I think your comment needs to mention that Python has syntax for type annotations and two mature type checkers (mypy and pyright) with more under development. Python is thus very much part of the modern statically typed languages scene (moreso than Go) whereas Ruby isn't at all. Many people wouldn't touch Python today if it weren't for this.

pansa2|1 year ago

> Python is thus very much part of the modern statically typed languages scene (moreso than Go)

Python’s type system is substantially more complex than Go’s - it’s probably more complete, but given it’s optional nature, less sound.

In “modern” type systems, is completeness considered more important than soundness? The success of TypeScript suggests it is.

pansa2|1 year ago

> two mature type checkers

I’ve never quite understood how this works. Surely a type system is absolutely fundamental to a language - how can you have multiple incompatible ones?

Do you need to choose a particular type checker for each project? Are you limited to only using third-party libraries that use the same type checker?

RMPR|1 year ago

> syntax for type annotations and two mature type checkers (mypy and pyright)

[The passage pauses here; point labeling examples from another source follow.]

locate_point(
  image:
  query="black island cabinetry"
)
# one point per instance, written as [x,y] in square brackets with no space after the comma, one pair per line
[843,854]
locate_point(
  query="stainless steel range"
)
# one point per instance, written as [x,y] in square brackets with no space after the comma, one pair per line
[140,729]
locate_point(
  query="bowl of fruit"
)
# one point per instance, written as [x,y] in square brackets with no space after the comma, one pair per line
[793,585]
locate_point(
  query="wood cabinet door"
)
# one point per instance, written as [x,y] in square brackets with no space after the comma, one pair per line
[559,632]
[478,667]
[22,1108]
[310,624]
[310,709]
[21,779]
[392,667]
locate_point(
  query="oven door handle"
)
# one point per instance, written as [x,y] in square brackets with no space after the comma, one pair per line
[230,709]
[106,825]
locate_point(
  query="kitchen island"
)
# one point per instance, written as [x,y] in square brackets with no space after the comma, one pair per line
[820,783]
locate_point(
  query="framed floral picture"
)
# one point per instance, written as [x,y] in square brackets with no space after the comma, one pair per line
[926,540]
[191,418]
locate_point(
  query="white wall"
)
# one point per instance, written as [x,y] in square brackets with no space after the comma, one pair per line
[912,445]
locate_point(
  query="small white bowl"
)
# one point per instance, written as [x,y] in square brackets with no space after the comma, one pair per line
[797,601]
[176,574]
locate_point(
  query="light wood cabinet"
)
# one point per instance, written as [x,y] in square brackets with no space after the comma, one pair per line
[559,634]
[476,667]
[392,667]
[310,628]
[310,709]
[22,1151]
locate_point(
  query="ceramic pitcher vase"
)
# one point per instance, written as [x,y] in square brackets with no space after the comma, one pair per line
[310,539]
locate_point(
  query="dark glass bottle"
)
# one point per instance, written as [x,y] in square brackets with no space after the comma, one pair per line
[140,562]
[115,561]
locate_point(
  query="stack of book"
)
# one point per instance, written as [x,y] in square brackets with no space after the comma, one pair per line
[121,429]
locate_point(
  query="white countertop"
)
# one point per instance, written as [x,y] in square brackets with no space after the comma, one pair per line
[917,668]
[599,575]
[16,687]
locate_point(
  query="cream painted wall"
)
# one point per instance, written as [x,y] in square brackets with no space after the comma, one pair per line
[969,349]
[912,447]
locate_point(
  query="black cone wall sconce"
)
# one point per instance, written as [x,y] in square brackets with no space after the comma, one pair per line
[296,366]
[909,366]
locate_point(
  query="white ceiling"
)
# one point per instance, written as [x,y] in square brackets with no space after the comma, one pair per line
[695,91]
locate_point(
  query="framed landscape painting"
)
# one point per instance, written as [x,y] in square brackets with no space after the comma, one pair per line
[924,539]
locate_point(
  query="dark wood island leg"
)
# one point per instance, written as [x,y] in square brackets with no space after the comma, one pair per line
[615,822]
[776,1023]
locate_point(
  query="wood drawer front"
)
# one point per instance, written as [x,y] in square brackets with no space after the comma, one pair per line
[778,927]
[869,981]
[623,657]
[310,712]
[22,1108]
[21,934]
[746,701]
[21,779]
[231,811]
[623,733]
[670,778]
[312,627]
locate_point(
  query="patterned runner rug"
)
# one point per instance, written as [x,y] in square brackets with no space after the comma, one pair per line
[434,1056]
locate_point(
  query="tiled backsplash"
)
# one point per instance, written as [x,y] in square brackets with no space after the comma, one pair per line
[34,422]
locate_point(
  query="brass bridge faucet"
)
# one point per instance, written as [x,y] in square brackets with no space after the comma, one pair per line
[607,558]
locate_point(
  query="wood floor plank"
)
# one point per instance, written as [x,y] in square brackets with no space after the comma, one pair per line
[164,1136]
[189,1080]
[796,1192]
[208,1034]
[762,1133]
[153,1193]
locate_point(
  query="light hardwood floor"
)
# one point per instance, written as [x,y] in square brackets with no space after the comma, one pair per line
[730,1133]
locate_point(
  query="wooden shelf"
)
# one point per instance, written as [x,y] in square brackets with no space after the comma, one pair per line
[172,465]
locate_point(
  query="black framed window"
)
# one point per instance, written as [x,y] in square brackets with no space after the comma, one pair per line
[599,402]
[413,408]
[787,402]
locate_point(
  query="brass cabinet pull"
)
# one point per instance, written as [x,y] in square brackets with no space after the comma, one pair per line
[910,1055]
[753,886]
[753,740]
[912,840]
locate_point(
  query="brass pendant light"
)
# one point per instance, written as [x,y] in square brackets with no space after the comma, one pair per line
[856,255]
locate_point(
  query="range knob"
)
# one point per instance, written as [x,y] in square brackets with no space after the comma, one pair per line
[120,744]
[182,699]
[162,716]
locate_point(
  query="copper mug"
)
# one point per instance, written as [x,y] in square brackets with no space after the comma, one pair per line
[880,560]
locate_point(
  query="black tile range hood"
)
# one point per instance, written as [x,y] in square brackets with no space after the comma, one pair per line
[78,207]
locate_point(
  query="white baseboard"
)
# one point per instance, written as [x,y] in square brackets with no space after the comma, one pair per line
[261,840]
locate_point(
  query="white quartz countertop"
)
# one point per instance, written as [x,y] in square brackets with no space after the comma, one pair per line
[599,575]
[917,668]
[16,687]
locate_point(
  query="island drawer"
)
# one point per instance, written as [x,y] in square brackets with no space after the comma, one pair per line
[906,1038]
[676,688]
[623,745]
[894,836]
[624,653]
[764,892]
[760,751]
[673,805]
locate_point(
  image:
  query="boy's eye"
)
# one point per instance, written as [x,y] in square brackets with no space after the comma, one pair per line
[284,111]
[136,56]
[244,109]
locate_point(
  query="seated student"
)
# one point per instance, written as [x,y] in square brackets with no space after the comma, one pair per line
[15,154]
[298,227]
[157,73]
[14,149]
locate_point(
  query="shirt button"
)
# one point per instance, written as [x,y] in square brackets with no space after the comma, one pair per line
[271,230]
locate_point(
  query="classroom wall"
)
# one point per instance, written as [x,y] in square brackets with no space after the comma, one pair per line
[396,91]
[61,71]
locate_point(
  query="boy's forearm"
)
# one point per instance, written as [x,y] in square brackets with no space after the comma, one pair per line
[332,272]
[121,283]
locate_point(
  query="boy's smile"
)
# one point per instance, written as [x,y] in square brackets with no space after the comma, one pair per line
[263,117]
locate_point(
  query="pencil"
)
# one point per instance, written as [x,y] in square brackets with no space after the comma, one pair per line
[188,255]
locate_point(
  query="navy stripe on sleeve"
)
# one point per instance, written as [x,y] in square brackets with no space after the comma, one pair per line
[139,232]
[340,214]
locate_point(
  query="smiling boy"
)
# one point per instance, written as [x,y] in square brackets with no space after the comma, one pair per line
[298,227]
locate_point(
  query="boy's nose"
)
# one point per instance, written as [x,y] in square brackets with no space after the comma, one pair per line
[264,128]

I would throw Pyre in there too

antod|1 year ago

Hard agree on the global Ruby import issues. I remember inspecting large custom Rails or Capistrano codebases in pry and having thousands of names imported. That and monkey patching had me wishing for Python with imports only having module scope and being a lot more explicit.

nextos|1 year ago

It's a shame Python has a strong anti-FP stance with crippled lambdas. And an OO system that looks like it has been bolted in, compared to Ruby which is essentially a Smalltalk with Perl-like syntax and some Lisp influence.

These two issues would have been quite easy to fix and would have led to a completely different development experience. Python had a good implementation with a nice C FFI (CPython) right from the beginning, whereas Ruby MRI had lots of efficiency issues with long-running computations. IMHO this is one of the reasons why Python won. Building a numerics stack on top of MRI did not look very promising.

pansa2|1 year ago

> an OO system that looks like it has been bolted in, compared to Ruby

I think the two languages just have different design philosophies. In Python, functions are fundamental and classes are built on top of them. In Ruby, objects are fundamental and functions (i.e. Procs etc) are themselves objects.

You could just as well claim that in Ruby, functions look like they have been bolted in. For example, you can’t call a Proc itself but need to call one of its methods.